Plötzlich gingen alle Lichter aus, und sie vermochten kaum noch die Hand vor Augen zu sehen. Doch im nächsten Moment zog Nodon schon eine Taschenlampe aus dem Overall. Im trüben Licht wirkte der Gang unheimlich und geheimnisvoll.

Fuchs lief zu einem schweren Walnussholztisch an der Wand.

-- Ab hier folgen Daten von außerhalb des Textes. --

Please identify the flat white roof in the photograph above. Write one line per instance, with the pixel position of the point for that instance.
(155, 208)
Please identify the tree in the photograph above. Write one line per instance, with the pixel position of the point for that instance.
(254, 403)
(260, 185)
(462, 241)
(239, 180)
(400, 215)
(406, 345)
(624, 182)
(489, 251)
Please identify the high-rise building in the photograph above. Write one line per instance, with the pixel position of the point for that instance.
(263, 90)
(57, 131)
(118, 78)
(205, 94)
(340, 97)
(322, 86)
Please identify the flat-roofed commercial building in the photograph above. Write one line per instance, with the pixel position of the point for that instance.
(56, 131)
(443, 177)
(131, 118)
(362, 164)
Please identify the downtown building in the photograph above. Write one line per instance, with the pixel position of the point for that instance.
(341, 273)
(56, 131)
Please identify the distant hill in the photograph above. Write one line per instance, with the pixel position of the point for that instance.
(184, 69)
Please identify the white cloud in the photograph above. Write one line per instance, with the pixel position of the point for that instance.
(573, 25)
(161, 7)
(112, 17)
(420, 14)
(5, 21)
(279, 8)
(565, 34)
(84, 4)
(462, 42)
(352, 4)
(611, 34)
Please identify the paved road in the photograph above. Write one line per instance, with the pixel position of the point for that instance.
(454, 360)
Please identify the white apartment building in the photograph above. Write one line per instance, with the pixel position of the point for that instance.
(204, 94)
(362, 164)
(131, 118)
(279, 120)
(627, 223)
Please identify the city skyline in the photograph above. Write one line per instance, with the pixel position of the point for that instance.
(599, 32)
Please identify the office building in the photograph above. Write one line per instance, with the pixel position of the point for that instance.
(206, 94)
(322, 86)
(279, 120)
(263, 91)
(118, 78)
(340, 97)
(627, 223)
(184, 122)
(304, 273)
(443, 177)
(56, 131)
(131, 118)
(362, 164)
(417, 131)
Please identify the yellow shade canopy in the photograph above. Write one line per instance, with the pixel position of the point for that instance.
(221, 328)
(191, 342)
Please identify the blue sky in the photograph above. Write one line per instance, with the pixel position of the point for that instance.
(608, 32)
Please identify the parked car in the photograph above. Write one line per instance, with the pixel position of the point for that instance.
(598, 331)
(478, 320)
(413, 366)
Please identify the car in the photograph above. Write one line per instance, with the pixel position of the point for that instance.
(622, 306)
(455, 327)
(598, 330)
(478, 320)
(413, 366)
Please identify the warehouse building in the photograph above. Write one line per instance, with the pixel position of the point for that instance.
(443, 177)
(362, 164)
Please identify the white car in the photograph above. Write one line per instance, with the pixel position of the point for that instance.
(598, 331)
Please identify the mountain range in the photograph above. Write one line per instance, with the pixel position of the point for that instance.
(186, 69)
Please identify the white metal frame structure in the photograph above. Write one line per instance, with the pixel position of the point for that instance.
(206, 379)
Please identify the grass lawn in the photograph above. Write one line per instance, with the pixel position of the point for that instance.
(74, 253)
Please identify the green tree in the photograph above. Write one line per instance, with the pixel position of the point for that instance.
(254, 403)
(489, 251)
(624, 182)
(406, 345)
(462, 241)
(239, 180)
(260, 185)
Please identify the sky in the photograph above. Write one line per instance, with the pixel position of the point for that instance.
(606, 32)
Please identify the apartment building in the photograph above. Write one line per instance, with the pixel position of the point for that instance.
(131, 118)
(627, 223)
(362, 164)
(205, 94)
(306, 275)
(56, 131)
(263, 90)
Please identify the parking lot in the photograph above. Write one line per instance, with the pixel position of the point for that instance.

Mit dem Arm wischte er die Blumenvase und Nippes vom Tisch. Die Gegenstände zersplitterten auf dem Fußboden.

»Helft mir, das Ding umzudrehen und es zur Treppe zu schaffen. Damit verhindern wir, dass sie hier raufkommen.«

Sanja und Amarjagal kippten den Tisch um, dann schoben die vier ihn zum Treppenabsatz und verkeilten ihn zwischen Wand und Treppengeländer. Von unten hörten sie trappelnde Schritte und sahen die schemenhaften Konturen von Wachen, die durch die Halle im Erdgeschoss liefen. Sie müssen im Keller stationiert gewesen sein, sagte Fuchs sich und versuchte abzuschätzen, wie viele es wohl waren. Nicht mehr als sechs, sagte er sich.

»Holt die Statuen, die Stühle — alles, was ihr tragen könnt — und bringt es her«, flüsterte er den beiden Männern zu. »Amarjagal, du gehst ein paar Meter den Gang entlang, damit du freies Schussfeld auf sie hast, wenn sie die Treppe hochkommen.«

Wenn sie glauben, dass wir uns ergeben, dann werden sie ihr blaues Wunder erleben, sagte Fuchs sich grimmig. Ich verlasse dieses Haus nicht eher, bis ich Humphries tot zu meinen Füßen liegen sehe.